The Holocaust Memorial Center is based in Farmington Hills
The Holocaust Memorial Center is based in Farmington Hills.

In a statement, the center called to “extinguish flames” of hatred.

The Holocaust Memorial Center, based in Farmington Hills, released a statement urging the community to heed the lessons of the Holocaust and speak up when faced with injustice. 

The center released the statement in response to protests that occurred across the country last week calling for an end to white supremacy and police brutality after a Minneapolis police officer killed resident George Floyd on May 25 

Every day at HMC we teach the lessons of the Holocaust — that hate has terrible and long-lasting consequences. That it is not enough to stand by and do nothing. That every individual, family, and community can make a difference in our world. As Elie Wiesel famously said, ‘I swore never to be silent whenever and wherever human beings endure suffering and humiliation,’” the statement reads.   

The HMC called on people to “extinguish [the] flames” of hatred.  

How many photographs have we seen of bystanders watching passively as books were destroyed and synagogues burned during Kristallnacht?” it reads. “If only people had stood up for their Jewish neighbors, protested the Nuremberg laws, refused to buy newspapers filled with hate-spewing propaganda! Why didn’t more people do something?” 

HMC wrote that they hope people will stand up themselves, and not wait for others to do it for them.    

We cannot rewrite history. But have we learned the lessons of history? What will each of us do now, today, to ensure the safety of others? The safety of the Other?” it says. “It is not someone else’s job to make it better. What will I do today? What will you?” 

In response to the Jewish News request for an interview, HMC provided another unsigned statement, sent through public relations firm Marx Layne and Company.   

At the Holocaust Memorial Center, we engage, educate and empower people of all backgrounds by teaching about the senseless murder of millions during the Holocaust,” the second statement reads. “Our message is that each of us must respect and stand up for the rights of others if we are to prevent future genocides and hate crimes. We empower individuals to react to contemporary issues like the killing of George Floyd and the events of the past weeks by taking action. We all can be upstanders, not bystanders, when we see hatred and prejudice in our own communities. 

Read the HMC’s full original statement below:

Every day at HMC we teach the lessons of the Holocaust—that hate has terrible and long-lasting consequences. That it is not enough to stand by and do nothing. That every individual, family, and community can make a difference in our world. As Elie Wiesel famously said, “I swore never to be silent whenever and wherever human beings endure suffering and humiliation.”

The history of racism in our country infects every aspect of American life. As teachers of the Holocaust we understand that feelings lead to words, which lead to actions, which all too often lead to violence and death.

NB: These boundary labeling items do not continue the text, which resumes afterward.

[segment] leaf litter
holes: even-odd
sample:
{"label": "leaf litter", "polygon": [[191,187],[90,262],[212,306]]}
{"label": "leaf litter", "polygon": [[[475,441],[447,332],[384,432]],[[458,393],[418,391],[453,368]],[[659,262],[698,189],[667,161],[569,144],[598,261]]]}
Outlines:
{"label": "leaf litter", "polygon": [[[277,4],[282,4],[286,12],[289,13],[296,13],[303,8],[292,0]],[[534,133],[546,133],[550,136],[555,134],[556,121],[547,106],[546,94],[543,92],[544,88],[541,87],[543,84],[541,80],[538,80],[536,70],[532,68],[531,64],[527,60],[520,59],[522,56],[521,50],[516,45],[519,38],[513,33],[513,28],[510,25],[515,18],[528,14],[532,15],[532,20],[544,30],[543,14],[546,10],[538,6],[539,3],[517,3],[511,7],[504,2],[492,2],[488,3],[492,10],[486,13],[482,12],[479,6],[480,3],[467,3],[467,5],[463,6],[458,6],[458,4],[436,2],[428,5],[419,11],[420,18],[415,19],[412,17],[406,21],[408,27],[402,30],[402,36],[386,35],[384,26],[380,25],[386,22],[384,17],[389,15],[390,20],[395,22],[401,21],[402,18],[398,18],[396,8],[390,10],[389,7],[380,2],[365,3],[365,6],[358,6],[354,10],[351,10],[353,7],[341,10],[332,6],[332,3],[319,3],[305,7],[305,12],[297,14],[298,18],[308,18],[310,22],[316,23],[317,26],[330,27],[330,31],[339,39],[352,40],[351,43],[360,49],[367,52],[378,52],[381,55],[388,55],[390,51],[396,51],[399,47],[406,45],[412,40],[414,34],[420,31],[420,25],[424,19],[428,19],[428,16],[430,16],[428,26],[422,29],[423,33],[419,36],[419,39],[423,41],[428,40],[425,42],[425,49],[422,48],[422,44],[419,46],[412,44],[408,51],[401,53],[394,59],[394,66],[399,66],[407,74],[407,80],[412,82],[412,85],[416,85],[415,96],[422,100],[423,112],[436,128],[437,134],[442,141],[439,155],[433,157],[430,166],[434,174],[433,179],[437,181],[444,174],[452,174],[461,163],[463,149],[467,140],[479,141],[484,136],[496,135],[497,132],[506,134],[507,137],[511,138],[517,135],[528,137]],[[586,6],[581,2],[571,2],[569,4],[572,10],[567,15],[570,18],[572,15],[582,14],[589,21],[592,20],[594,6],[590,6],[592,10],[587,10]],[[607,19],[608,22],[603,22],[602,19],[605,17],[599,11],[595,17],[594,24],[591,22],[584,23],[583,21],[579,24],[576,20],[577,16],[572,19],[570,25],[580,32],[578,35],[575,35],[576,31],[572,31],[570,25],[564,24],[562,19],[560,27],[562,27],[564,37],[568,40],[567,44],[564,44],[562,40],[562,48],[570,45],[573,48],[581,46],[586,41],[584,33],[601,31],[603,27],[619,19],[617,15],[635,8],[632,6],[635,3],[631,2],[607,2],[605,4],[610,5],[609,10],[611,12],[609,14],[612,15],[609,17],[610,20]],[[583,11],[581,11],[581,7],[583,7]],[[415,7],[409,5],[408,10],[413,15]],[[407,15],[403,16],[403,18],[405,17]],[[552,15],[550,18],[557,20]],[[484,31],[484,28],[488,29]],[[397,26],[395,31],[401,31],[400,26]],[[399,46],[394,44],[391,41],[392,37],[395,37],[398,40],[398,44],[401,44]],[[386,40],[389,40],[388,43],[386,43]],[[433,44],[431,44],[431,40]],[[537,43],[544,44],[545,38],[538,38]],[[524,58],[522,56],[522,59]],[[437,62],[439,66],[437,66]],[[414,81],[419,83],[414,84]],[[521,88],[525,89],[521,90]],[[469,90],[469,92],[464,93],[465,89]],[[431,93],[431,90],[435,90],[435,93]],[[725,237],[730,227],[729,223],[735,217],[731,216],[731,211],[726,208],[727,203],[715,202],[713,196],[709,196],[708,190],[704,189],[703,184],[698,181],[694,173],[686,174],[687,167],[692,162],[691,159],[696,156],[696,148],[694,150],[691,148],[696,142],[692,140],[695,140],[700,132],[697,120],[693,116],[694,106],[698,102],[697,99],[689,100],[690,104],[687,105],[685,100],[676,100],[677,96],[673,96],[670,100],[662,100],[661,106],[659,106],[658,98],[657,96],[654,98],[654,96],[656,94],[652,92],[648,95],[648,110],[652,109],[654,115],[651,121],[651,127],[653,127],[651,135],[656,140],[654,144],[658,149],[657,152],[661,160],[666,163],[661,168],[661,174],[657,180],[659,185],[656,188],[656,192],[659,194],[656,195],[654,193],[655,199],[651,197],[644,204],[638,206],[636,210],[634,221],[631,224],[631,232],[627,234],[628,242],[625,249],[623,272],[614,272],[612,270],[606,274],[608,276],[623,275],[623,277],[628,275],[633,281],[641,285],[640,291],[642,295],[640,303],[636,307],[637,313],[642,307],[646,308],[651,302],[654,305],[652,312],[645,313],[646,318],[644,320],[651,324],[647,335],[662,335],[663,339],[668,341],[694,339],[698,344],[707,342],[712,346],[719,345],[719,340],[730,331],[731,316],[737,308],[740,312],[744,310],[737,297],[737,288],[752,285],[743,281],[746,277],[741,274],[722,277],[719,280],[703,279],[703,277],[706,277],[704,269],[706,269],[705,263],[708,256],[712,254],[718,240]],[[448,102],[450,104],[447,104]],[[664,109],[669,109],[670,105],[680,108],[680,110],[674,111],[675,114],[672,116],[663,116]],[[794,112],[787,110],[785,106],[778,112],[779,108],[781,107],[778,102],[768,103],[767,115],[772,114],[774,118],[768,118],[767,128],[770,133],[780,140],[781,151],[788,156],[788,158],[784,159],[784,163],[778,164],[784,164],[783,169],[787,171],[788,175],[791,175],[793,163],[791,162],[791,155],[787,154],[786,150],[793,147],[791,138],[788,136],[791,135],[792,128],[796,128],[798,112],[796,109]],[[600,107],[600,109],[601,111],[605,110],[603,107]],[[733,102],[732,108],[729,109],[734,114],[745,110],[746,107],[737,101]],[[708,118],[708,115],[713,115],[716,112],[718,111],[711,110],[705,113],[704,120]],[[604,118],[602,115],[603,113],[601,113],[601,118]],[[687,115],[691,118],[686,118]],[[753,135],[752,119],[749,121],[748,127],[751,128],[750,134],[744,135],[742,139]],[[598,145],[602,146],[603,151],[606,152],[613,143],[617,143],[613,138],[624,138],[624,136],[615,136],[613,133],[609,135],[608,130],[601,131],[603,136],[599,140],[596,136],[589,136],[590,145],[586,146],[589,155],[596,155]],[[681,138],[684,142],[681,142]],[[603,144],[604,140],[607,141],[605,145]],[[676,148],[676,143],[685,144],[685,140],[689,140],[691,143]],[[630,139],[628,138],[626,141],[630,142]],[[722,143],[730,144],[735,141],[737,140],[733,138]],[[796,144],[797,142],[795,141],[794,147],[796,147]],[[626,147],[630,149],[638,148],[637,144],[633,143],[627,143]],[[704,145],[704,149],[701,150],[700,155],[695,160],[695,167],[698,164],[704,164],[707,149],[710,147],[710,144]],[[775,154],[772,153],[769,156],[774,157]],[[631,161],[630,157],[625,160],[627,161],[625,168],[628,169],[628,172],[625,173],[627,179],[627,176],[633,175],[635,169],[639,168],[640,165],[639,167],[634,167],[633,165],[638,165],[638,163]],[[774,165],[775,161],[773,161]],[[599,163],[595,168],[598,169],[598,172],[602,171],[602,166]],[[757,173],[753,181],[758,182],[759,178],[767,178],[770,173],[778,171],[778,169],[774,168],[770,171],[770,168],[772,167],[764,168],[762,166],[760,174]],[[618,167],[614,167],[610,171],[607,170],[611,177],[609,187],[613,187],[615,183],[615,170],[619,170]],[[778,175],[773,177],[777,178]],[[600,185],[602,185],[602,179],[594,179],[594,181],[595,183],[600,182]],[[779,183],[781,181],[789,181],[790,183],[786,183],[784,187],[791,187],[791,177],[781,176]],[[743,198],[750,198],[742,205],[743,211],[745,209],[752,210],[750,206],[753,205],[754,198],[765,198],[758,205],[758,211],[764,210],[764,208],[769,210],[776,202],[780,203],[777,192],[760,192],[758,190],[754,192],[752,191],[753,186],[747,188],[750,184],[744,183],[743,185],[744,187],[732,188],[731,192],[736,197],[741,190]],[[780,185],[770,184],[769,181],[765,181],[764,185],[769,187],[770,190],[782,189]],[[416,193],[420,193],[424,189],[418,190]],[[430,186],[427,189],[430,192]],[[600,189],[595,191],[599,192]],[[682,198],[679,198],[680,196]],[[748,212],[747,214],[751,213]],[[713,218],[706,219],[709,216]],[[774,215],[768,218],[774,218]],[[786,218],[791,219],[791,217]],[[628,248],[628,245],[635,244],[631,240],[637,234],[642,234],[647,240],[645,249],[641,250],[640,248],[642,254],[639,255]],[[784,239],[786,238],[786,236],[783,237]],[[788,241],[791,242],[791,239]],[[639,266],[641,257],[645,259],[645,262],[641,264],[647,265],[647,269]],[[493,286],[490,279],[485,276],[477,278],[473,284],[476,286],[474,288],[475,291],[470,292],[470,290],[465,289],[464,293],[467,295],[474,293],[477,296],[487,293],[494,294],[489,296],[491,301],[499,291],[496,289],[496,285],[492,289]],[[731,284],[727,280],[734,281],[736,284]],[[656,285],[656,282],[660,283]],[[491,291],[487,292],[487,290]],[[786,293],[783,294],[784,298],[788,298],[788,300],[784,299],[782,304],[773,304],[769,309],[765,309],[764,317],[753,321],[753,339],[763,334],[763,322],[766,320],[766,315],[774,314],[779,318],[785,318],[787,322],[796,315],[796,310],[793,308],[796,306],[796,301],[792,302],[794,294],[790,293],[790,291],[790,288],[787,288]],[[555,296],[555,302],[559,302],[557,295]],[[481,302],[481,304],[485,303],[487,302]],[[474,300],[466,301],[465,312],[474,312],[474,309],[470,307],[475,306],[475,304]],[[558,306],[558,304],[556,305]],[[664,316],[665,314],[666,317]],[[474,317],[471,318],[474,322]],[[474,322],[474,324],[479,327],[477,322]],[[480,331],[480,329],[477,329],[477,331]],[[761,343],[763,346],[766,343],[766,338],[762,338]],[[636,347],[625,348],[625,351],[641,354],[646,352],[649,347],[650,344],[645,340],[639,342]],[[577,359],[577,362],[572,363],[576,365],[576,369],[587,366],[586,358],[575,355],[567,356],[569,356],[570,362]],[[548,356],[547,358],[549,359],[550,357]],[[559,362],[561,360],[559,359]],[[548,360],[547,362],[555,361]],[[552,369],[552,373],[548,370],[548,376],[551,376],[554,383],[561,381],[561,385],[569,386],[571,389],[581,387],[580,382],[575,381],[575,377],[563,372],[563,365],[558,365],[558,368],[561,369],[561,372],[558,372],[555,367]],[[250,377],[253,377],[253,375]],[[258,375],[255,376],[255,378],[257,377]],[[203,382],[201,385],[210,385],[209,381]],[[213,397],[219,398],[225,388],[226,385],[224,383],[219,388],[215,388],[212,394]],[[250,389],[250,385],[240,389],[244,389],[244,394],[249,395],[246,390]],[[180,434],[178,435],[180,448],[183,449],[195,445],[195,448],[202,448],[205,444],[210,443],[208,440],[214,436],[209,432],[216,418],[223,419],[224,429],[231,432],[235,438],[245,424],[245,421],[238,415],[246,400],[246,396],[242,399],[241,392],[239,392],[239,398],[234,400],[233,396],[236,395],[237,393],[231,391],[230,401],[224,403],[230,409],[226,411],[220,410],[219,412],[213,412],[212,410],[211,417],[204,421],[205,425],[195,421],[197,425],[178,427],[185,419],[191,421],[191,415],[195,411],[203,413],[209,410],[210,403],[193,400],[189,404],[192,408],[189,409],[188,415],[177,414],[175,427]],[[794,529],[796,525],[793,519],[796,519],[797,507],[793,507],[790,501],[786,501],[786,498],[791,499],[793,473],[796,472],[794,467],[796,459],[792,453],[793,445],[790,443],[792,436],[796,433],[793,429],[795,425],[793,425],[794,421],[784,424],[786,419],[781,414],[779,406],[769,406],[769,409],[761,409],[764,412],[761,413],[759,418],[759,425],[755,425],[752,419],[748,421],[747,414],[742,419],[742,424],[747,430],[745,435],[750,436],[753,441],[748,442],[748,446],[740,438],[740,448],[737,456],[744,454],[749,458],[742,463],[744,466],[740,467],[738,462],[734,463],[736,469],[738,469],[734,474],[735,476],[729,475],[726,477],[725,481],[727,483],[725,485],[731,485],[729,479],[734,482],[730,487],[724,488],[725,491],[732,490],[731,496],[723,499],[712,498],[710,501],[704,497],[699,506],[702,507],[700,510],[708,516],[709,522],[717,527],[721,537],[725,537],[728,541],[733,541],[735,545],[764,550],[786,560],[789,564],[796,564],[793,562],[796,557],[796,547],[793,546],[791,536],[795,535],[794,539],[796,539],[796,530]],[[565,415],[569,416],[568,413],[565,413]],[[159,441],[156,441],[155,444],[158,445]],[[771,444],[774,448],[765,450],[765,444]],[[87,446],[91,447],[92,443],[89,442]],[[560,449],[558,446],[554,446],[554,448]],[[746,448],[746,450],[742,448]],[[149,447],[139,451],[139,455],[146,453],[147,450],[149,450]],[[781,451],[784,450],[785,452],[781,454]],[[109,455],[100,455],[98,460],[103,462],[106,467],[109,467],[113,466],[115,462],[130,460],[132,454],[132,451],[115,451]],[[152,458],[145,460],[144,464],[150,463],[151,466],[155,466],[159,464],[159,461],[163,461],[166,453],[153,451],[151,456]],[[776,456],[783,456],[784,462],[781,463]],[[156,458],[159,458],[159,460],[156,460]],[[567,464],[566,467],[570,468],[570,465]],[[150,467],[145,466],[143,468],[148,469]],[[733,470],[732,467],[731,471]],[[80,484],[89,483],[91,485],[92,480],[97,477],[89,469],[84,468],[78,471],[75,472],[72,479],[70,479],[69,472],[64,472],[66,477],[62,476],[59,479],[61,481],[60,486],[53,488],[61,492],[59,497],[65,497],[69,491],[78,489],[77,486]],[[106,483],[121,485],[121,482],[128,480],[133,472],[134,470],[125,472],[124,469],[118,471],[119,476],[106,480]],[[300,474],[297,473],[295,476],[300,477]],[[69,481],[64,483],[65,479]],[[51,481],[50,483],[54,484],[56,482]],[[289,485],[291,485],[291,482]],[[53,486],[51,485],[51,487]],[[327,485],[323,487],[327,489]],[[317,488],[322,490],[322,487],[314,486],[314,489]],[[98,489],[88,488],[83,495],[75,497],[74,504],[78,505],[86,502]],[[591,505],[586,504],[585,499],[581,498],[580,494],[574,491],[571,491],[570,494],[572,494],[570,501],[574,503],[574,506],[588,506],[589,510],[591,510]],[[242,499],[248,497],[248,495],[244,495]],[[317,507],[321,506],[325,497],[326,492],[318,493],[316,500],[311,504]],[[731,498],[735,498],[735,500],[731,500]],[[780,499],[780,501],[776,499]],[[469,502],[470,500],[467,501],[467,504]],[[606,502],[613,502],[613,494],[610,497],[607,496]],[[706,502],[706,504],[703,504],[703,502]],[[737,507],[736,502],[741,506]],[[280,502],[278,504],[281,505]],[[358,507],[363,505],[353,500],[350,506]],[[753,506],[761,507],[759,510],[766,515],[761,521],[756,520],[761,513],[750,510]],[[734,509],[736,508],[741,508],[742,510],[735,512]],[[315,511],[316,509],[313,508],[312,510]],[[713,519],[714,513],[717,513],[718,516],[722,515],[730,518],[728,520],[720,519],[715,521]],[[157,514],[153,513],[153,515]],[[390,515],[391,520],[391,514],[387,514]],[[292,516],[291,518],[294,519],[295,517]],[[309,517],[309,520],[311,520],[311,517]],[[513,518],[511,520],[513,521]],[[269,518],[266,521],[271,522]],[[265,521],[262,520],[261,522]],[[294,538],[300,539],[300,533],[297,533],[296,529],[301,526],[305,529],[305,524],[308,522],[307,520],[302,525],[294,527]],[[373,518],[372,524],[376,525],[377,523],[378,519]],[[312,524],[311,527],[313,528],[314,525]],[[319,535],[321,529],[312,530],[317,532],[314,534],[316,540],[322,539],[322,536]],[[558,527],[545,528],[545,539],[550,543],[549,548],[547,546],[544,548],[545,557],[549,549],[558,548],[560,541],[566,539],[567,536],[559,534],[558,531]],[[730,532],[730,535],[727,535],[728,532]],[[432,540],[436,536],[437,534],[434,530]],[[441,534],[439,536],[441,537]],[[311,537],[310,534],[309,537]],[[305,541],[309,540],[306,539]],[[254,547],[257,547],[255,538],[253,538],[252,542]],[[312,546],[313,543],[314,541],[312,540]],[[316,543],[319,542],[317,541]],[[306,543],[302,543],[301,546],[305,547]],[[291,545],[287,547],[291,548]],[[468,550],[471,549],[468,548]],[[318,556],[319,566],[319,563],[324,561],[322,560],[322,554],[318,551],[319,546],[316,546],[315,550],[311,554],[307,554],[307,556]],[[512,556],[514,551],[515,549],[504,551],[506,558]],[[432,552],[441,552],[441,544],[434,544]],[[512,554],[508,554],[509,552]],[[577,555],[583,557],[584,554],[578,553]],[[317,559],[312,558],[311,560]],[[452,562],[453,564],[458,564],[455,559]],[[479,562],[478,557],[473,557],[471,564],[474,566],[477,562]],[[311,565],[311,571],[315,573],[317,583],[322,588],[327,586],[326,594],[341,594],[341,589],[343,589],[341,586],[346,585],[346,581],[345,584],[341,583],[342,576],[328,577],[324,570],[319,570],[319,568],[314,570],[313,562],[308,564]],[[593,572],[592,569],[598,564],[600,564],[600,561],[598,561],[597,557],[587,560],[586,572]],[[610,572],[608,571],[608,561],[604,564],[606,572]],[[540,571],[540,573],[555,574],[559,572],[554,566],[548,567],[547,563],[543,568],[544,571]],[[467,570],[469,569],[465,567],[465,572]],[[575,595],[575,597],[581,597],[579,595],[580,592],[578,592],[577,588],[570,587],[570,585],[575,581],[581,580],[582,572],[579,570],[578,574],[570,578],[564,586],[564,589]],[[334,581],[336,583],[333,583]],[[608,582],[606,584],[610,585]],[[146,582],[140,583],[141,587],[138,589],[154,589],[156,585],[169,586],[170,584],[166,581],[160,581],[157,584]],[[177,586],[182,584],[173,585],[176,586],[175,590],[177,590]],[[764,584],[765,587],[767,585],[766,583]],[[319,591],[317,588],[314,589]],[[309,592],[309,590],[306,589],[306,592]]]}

We have the power to fan the flames of hatred; but we also have the power to extinguish those flames.

How many photographs have we seen of bystanders watching passively as books were destroyed and synagogues burned during Kristallnacht? If only people had stood up for their Jewish neighbors, protested the Nuremberg laws, refused to buy newspapers filled with hate-spewing propaganda! Why didn’t more people do something?

We cannot rewrite history. But have we learned the lessons of history? What will each of us do now, today, to ensure the safety of others? The safety of the Other?

It is not someone else’s job to make it better. What will I do today? What will you?